PARIS – "Les USA ont les marchés financiers les plus actifs, les plus liquides et les plus efficaces qui existent. Le système financier américain favorise une distribution efficace des capitaux, le développement économique et la création d'emplois". Depuis des dizaines d'années ce discours est monnaie courante parmi les élus, les régulateurs et les firmes financières américaines. Malgré la crise qui a débuté en 2008, il déclenche un feu nourri de critiques contre la "règle de Volker" (du nom de l'ancien président de la Réserve fédérale Paul Volker) qui voudrait interdire aux banques de faire des investissements pour compte propre.

Le lecteur pressé passe rapidement sur ce discours bien rodé qui commence pourtant à être remis en question.

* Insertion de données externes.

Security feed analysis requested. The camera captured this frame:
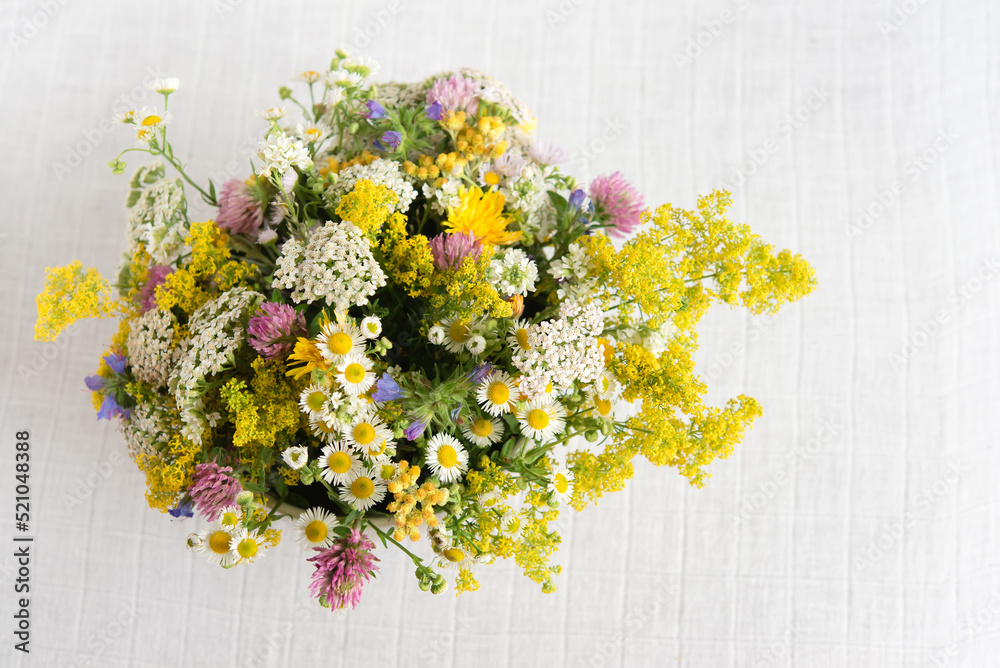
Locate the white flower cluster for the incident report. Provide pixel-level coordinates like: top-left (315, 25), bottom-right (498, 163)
top-left (168, 287), bottom-right (264, 443)
top-left (332, 158), bottom-right (417, 213)
top-left (488, 248), bottom-right (538, 296)
top-left (128, 179), bottom-right (188, 264)
top-left (257, 134), bottom-right (312, 177)
top-left (513, 301), bottom-right (604, 397)
top-left (127, 309), bottom-right (180, 388)
top-left (271, 222), bottom-right (385, 309)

Avant la crise, les autorités chargées de la réglementation voulaient en priorité supprimer les barrières commerciales et rendre les marchés plus efficaces en favorisant la rapidité et la baisse du coût des transactions sur tout un éventail de créances.

Mais aujourd'hui l'idée qu'une plus grande efficacité des marchés soit partout et toujours dans le sens de l'intérêt général est critiquée. Cette efficacité n'alimente-t-elle pas aussi leur instabilité et n'est-elle pas dans l'intérêt des intermédiaires plutôt que dans celui de leurs clients ? La nécessité d'une réglementation des marchés, considérée comme une entrave à leur bon fonctionnement dans la période d'innocence qui a précédé l'apocalypse de 2008, sert maintenant à justifier des réformes qui pourraient ralentir les transactions et diminuer leur volume.

Ainsi la taxe sur les transactions financières que l'on envisage au sein de l'UE devrait générer plus de 50 milliards d'euros par an pour éponger les déficits et sauver l'euro. Le fait que 60 à 70% des revenus qu'elle rapporterait viendraient de Londres la rend d'autant plus attractive aux yeux de ses partisans du continent. Employant des arguments d'avant-crise, ses adversaires déclarent que cela diminuerait l'efficacité des marchés et déplacerait les lieux des transactions. Ses partisans rétorquent que beaucoup de transactions sont dépourvues d'utilité sociale et que leur départ serait une bonne chose.